My best friend is coming to my school, she went there once but people dont remember her because it was like 2-3 years ago. Well She is short and pretty and she has nice clothes and she is coming to my school on friday and I am afraid she is going to get into the popular kids in my school. How can I provent this? I dont want her to think the I am one of those friends who doesnt want her to hang out with anybody but me, you know. But I also dont want her to make bad choices on friends and then loose her other friend. (link)

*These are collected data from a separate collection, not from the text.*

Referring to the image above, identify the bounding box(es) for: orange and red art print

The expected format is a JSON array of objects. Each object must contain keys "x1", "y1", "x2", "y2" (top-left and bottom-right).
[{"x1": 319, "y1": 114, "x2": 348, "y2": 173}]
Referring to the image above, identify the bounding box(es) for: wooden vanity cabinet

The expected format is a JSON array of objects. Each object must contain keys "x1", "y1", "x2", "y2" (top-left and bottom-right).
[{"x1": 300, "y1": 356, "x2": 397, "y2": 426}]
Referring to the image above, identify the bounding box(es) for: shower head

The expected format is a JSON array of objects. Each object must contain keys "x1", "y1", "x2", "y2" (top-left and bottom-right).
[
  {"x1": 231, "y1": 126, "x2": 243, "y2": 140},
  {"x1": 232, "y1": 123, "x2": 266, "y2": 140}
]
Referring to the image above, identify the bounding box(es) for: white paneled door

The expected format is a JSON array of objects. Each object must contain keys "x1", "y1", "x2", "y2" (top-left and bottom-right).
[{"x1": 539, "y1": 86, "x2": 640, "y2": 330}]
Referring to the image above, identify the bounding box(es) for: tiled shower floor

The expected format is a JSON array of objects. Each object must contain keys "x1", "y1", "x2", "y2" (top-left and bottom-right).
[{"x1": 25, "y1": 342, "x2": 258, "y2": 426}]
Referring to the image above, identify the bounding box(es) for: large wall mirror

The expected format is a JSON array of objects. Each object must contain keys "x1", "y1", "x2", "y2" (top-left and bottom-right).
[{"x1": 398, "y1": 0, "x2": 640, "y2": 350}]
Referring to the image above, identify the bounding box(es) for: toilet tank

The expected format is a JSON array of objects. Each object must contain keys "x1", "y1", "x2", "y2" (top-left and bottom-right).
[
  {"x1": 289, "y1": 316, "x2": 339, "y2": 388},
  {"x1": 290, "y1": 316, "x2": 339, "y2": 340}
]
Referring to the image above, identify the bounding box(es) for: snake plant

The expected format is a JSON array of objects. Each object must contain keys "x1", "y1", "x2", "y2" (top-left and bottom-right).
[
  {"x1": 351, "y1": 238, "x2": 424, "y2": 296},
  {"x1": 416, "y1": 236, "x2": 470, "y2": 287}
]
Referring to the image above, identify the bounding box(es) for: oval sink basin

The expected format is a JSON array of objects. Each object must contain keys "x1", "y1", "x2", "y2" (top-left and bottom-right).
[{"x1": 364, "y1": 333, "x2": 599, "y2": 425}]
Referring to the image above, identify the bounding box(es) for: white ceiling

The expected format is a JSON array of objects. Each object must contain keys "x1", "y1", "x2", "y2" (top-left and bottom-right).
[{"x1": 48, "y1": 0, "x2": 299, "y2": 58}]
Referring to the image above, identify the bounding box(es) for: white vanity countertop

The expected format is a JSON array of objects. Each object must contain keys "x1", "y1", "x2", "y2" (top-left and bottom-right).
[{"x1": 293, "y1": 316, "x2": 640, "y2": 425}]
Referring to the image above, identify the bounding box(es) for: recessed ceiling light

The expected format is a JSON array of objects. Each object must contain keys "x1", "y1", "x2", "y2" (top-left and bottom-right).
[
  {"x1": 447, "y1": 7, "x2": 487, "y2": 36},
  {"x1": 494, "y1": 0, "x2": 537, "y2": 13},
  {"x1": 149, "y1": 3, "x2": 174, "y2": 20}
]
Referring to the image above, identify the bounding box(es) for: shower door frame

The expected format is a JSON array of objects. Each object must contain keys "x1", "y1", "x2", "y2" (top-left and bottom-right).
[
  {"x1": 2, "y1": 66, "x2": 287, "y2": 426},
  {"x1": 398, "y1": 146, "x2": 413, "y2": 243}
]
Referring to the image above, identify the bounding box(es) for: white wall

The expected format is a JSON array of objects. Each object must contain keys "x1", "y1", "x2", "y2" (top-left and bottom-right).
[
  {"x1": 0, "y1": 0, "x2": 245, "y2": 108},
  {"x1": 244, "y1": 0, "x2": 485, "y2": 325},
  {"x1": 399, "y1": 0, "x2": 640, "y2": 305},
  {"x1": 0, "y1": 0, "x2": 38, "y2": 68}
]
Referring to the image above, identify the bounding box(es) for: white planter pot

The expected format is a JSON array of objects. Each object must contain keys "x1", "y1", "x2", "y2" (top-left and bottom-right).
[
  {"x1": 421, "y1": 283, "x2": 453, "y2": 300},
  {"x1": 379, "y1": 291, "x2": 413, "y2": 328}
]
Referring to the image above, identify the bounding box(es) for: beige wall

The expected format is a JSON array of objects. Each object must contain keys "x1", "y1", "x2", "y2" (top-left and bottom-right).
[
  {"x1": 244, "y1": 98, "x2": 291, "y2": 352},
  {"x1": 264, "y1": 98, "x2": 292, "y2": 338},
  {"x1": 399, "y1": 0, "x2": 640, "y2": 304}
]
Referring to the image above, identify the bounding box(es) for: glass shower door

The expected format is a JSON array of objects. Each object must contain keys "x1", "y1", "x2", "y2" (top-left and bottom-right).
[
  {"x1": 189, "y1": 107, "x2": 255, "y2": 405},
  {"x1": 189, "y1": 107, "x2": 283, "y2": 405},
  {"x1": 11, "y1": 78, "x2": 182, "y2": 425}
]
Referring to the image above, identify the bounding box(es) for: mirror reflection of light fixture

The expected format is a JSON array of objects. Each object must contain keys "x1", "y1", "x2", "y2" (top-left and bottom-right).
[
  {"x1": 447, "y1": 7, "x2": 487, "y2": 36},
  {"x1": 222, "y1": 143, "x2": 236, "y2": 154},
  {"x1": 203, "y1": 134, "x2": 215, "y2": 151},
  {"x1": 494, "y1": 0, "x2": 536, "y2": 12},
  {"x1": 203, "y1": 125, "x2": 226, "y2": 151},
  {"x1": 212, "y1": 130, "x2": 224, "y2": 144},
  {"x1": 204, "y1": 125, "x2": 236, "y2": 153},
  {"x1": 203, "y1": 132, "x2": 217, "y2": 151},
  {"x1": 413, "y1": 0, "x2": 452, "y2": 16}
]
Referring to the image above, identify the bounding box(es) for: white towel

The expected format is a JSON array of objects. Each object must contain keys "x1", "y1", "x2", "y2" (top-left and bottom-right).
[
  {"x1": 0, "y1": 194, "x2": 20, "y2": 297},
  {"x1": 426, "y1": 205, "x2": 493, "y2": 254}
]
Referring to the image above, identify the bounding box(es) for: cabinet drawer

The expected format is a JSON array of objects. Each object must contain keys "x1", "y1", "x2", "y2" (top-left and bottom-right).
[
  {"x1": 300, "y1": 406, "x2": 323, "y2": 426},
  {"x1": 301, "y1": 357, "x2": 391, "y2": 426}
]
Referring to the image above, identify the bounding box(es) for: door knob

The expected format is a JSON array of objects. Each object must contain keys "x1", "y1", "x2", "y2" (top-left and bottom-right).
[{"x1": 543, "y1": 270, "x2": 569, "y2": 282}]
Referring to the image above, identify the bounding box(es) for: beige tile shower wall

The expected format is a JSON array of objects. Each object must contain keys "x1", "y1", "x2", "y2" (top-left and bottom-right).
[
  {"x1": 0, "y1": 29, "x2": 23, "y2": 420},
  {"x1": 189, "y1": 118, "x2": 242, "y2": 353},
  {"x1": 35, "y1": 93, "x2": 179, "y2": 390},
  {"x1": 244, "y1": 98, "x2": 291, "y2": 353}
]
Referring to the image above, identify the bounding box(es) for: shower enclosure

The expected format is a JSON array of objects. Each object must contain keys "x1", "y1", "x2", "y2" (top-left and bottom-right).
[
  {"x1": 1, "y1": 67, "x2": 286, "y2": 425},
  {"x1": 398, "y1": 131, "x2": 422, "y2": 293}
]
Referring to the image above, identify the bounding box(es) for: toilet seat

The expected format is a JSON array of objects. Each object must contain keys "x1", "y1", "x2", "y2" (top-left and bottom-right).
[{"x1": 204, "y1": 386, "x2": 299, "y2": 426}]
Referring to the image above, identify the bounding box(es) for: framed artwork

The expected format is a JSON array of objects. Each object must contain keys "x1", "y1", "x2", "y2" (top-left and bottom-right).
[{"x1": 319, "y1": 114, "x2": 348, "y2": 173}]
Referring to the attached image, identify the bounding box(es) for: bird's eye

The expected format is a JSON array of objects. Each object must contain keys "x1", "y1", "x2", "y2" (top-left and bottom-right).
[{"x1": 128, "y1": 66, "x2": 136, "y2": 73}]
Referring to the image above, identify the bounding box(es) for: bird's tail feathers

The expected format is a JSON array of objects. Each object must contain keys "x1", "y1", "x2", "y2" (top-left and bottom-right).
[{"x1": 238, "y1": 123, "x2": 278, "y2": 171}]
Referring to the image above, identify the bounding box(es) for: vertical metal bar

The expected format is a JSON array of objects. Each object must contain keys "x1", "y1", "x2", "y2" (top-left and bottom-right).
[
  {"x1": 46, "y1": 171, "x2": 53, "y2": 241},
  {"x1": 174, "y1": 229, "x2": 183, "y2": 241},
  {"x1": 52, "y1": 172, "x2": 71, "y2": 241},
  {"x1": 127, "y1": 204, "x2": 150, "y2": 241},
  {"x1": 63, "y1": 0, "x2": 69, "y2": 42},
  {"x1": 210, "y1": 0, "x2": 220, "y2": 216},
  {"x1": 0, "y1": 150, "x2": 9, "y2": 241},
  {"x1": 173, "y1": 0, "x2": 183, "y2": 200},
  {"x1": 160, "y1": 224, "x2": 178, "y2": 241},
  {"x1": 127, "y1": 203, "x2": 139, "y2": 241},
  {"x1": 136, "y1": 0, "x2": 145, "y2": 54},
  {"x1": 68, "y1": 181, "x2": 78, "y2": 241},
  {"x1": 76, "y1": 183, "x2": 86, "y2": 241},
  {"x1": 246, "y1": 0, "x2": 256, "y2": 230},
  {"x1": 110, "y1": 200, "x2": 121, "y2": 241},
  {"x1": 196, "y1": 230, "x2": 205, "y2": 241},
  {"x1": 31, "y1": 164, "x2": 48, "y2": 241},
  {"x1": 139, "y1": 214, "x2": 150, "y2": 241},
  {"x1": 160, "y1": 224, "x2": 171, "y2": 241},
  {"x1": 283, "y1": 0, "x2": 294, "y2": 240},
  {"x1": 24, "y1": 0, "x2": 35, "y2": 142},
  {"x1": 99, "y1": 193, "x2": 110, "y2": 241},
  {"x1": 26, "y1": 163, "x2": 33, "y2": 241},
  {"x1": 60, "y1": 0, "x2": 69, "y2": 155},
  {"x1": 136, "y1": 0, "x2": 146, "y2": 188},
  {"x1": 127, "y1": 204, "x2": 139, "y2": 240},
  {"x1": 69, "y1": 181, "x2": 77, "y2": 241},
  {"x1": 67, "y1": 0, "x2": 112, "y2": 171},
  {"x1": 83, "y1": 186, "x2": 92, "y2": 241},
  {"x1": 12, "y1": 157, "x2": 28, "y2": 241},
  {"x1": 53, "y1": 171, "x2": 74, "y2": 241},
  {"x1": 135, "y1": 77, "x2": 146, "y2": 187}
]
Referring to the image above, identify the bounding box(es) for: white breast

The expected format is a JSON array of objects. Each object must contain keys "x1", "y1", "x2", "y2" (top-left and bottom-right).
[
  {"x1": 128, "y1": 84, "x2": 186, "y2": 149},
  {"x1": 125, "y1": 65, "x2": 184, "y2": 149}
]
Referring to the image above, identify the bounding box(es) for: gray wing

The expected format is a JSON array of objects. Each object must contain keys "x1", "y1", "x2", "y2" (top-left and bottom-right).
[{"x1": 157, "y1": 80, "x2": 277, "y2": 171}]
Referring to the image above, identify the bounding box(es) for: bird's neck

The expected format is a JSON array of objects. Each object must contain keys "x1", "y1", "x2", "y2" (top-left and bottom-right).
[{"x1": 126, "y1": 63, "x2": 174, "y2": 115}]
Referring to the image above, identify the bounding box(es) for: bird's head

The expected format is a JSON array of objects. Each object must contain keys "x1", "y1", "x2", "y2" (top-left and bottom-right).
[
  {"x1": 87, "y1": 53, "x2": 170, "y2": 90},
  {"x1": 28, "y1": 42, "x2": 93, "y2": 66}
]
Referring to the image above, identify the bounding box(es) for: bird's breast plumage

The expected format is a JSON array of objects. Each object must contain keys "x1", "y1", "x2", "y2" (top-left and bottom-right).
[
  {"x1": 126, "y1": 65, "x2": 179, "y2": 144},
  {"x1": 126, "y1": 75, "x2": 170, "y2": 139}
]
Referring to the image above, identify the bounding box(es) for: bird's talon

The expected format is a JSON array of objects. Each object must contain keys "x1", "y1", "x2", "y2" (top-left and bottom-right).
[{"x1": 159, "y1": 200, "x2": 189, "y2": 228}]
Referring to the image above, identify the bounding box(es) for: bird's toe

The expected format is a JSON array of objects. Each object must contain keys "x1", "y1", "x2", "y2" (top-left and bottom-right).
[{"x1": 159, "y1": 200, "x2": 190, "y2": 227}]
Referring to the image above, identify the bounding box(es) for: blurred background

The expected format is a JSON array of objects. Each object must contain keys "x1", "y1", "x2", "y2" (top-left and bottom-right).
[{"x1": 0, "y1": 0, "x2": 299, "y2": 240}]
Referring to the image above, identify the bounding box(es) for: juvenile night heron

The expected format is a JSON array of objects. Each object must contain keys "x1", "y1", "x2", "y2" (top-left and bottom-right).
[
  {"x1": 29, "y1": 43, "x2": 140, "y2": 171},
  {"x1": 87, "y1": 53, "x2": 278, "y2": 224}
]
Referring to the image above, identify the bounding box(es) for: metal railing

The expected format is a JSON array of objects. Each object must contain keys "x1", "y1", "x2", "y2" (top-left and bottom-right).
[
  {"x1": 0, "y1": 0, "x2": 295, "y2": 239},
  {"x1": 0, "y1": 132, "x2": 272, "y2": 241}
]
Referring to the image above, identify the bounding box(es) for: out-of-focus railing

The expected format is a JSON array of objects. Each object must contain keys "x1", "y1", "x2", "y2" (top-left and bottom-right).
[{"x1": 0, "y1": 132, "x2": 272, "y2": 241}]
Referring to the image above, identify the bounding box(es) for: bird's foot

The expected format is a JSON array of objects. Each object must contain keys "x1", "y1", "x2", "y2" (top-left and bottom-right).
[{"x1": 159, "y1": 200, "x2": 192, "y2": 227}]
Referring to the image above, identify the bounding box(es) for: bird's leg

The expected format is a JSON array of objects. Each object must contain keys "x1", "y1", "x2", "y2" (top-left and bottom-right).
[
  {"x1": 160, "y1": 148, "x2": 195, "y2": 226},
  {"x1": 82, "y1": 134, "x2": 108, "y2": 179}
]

Talk to her! I would tell her the popular kids are bad, and she shouldn't hang out with them, but its her choice, but she should be careful and you care about her. I think she will understand, if you tell her how oyu really feel. Hope I helped!
~Meags


well i have this friend and she is all nice and stuff around me...but when another person is around us shes different...for example today we went to abercrombie and i grabbed this shirt and she said she didnt like it...but then when my other friend came and said she liked it, she changed her mind...what should i do about it? (link)
Many people are like that. I'm sure you even act different around different people, though you probably don't notice, and I'm sure your friend doesn't notice her behavior either. Try not ot feel jealous or hurt by her actions, because she probably doesn't mean to hurt you. Talk to her about it (in a nice way) or point it out the next time she does it. She will hopefully realize her problem and change it. If she doesn't, ask why she continues to be that way. It's possible she is jealous of you and has to show you up in front of other people, or she is insecure and has to act "cool" around other people, but she is comfortable being herself around you. Talking usually makes everything better, and if it doesn't, then shut up! Hope I helped!